My Kingdom for a Postcode

8th October 2013

Looking back, it is hard to define what made it so compelling.

Was it simply that it stood there, picturesquely, amongst grass and hedges, framed by the MacGillycuddy’s Reeks? Or perhaps that there was little else of human creation to attract attention? Or maybe the explanation is more prosaic – that I needed to water its hinterlands, and confused my motivation with interest in this particular, byroad object?

Whatever the allure, forces demanded that I stop my bike. And so I did.

One cannot create divine images with an iPhone, even if the tool itself has acquired the lustre of divinity. Nonetheless, I sought deftly to compose the photograph which told the story my mind saw.

For this was not simply a postbox. It seemed to channel a certain verité about our convulsing, febrile country.
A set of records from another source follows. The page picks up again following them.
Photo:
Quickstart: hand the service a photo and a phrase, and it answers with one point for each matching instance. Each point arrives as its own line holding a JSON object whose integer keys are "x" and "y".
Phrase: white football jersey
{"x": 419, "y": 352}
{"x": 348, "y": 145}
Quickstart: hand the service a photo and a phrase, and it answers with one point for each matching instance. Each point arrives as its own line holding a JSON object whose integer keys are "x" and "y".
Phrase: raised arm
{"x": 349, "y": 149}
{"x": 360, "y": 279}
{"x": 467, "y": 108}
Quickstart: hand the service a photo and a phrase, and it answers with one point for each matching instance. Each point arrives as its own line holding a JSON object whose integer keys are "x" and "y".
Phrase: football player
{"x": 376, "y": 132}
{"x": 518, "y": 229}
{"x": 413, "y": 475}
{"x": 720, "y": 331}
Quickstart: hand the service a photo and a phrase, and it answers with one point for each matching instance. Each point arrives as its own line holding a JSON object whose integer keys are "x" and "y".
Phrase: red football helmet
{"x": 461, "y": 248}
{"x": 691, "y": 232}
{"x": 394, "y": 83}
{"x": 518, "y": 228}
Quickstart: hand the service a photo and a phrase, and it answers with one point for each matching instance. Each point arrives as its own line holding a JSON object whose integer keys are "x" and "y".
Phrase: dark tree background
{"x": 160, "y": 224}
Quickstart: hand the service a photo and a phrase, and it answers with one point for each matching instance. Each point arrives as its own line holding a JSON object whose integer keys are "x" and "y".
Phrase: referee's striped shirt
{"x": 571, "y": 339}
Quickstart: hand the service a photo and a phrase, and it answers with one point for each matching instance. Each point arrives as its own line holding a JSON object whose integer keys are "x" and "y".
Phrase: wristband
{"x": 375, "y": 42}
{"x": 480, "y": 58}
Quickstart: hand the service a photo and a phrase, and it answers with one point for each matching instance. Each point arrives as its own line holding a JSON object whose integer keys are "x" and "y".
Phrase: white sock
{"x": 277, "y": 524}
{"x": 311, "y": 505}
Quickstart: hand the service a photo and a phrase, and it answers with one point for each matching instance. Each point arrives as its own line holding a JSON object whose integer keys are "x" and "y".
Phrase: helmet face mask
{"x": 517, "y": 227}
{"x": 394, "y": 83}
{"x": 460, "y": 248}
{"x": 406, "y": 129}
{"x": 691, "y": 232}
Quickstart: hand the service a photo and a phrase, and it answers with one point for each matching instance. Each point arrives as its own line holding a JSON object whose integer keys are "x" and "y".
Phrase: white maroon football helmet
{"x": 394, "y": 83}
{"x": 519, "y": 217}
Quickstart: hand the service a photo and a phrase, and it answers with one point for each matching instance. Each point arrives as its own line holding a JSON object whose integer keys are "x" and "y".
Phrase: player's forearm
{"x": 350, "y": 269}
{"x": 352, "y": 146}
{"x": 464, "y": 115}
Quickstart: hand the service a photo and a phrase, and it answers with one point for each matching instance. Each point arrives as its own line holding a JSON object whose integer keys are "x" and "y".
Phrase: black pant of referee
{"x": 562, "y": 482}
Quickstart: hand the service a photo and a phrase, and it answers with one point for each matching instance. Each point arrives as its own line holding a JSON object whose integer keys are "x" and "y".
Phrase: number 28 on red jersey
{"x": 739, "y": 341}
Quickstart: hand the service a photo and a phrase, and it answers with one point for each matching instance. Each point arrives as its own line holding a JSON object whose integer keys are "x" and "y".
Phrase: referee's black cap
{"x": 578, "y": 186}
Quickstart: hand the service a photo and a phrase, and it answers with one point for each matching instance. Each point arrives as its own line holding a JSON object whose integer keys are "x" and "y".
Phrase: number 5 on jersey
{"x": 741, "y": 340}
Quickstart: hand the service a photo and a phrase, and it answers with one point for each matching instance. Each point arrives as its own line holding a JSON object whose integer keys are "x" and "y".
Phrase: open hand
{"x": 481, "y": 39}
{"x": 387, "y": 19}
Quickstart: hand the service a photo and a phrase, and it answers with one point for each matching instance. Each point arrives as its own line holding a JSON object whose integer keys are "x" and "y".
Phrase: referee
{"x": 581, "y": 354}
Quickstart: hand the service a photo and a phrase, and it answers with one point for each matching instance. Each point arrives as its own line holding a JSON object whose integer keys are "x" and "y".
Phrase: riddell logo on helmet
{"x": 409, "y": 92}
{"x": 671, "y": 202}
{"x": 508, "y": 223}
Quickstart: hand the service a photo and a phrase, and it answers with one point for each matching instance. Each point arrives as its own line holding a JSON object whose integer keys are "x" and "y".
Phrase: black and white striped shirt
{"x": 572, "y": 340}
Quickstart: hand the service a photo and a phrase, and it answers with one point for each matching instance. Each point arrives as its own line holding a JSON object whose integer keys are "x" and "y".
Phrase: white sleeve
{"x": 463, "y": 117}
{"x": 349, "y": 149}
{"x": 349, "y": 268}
This country that refuses to stand still, whose truth seems to be ever-obscured by the pace of its change.

The pillar’s vibrant green had already seen days of vibrant red; I could see the GR (George Rex) of the British postal system, erased palimpsestically, transmuted into its Irish cousin. But now, both symbols of government lay in splendid dereliction; out of service.

Its tilt to the right surely also told a story. I resisted a prosaic explanation: a reversing trailer; an errant teenage motorist… No. I fancied I was observing the tilt of time. This proud postbox had held and held, until slowly, it leaned. Tired of all of its duties. Tired of rejecting all of the those small packets. Of accepting Letters Only.

Today, the Irish government has announced that the nation will switch to a 7-character alpha-numeric postcode system by 2015.

The decision means that Ireland will move from being the only nation in the OECD without a postcode system for postal deliveries to being the first nation in the world with a unique identifier for every dwelling and premises.

Such is the grip of progress – we are suddenly leap-frogged into leader position.

It reminds me of the so called ‘third world’ rung of nations which, having failed to erect complicated and expensive fixed-line telephony, found themselves running much of their lives and economy through mobile phones just like that. Indeed, Africans today are more likely to have Facebook accounts than they are email addresses, as mobile phones and smartphones have rendered expensive laptops redundant.

I am strangely non-plussed by our Irish dance into the leading edge of postcode-ery.

Something in me wants to hold back, to wallow in those ridiculous addresses down the country which demand local knowledge of a town-land, and a Masters degree in Private Investigation. Apparently 30% of the nation does not currently have a unique written address, thus forcing precision off the envelope and into the heads of much under-appreciated postal workers.

Nostalgia can be, I freely admit, a tool of social tyranny. Its cloak is usually desired for others, not for oneself.

I have on occasion met despondent Americans touring Ireland, dearly wishing those pesky motorways and clothing franchises away.

‘Why can’t it be like it used to be? I don’t want Ireland to be just another American mall!’

I myself felt despondent for a whole afternoon when I read that the county of Leitrim was to get its first set of traffic lights.

That was in 2003.

I must confess that I was not aware that Leitrim was bereft of red, orange and greenery. But once I knew, I was willing to go on a march to keep traffic lights out, out, out. Sure what would Leitrim be wanting with those?

So here we are, on the brink of Irish postcode efficiency. Apparently, the well-established Dublin codes will still be detectable in the new postcode system, signalled by the first three characters i.e. D01 XXXX, D02 XXXX, D03 XXXX, D04 XXXX… The Irish people – being human – have always sought to codify belonging – be it by hailing from Cork, or the Northside, or D4. We are about to get 9,999,999 further possible ways to create new groupings to which we can belong, or un-belong.

Indeed, because the new codes will carry four letters in them as well as three digits, that figure is grossly under-estimated. One would need a Masters in statistics to figure out its upper limit.

It will be interesting to watch it creep in; micro-areas of cities and counties being given preferential rates on insurance, zones of town-lands being categorised as desirable or otherwise. There will likely be unintended consequences, as well as intended efficiencies.

I do not resent the postcode progress. On the contrary, it is, of course, the right thing to do.

And yet, emotionally, the introduction of seven-character brevity comes with cost attached.

Just like the crooked postbox standing amid the MacGillycuddy’s Reeks, our bokety old postal address system stood for something.

A little of what we are is once again painted over, and we must ride further down the byroad, in search of our living soul.